The book says that Zhang Weiping did not pay Zhang Yimou the fees for Hero (2002), The House of Flying Daggers (2004), Riding Alone For Thousands of Miles (2005), Curse of the Golden Flower (2006) and A Simple Noodle Story (2009) until April 2010, totaling 11,536,400 yuan.
That means, the director's decadelong contribution to Zhang Weiping's company would average about just 1 million a year.
As a matter of fact, when the director was revealed to have almost no income for 2000, the year that would determine the financial penalty for having his first unregistered child, much of the country laughed it off as a joke.
Zhang Yimou's misplaced trust has tentacles of ramifications. Because Zhang Weiping was for a long time the only non-family member with knowledge of the director's secret, he offered to help obtain birth certificates for the unregistered children. After their split, it was found all three certificates were fake, writes Zhou.

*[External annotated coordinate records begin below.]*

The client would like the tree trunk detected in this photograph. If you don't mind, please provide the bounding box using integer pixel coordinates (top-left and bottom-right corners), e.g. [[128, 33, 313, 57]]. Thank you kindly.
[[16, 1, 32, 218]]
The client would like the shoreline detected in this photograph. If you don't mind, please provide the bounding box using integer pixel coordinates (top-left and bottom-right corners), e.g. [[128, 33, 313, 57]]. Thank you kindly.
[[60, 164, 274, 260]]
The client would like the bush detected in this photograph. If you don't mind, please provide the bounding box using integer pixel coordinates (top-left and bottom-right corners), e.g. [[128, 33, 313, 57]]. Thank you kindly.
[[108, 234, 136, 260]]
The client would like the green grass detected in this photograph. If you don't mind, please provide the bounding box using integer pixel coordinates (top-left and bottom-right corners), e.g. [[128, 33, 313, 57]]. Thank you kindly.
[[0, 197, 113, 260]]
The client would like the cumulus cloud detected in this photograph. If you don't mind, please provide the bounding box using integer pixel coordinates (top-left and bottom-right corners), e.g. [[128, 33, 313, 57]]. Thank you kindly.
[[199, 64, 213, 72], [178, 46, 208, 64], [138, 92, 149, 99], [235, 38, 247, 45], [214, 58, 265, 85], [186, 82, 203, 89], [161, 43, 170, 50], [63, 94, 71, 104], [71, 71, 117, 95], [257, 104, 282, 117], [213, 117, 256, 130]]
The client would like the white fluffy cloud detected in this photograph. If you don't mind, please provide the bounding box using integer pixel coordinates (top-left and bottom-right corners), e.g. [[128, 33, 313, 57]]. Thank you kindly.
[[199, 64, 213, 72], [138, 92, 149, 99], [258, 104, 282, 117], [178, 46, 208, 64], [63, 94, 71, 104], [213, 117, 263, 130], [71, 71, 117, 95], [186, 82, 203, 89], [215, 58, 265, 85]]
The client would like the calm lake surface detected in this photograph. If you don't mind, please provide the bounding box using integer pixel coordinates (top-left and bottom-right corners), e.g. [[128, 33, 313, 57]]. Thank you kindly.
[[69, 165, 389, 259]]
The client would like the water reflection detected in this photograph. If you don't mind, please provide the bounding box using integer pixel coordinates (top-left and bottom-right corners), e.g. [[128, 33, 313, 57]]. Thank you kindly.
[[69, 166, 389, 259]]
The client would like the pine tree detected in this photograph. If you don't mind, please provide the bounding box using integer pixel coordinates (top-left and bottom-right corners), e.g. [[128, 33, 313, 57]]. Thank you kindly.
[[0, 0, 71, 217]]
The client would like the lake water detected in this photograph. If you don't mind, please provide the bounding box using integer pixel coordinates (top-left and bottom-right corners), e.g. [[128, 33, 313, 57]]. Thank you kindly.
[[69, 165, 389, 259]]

Zhou says her book is just the tip of the iceberg because she doesn't want to force Zhang Weiping into a tight corner, but she has more "dynamite" locked up that would automatically explode in the producer's face if "something bad" were to happen to her.
Zhang Weiping, who hasn't produced any movies since he fell out with the director, issued a statement, saying Zhou's book is all "fabrication and lies for the sake of promoting it", and added he would take legal action.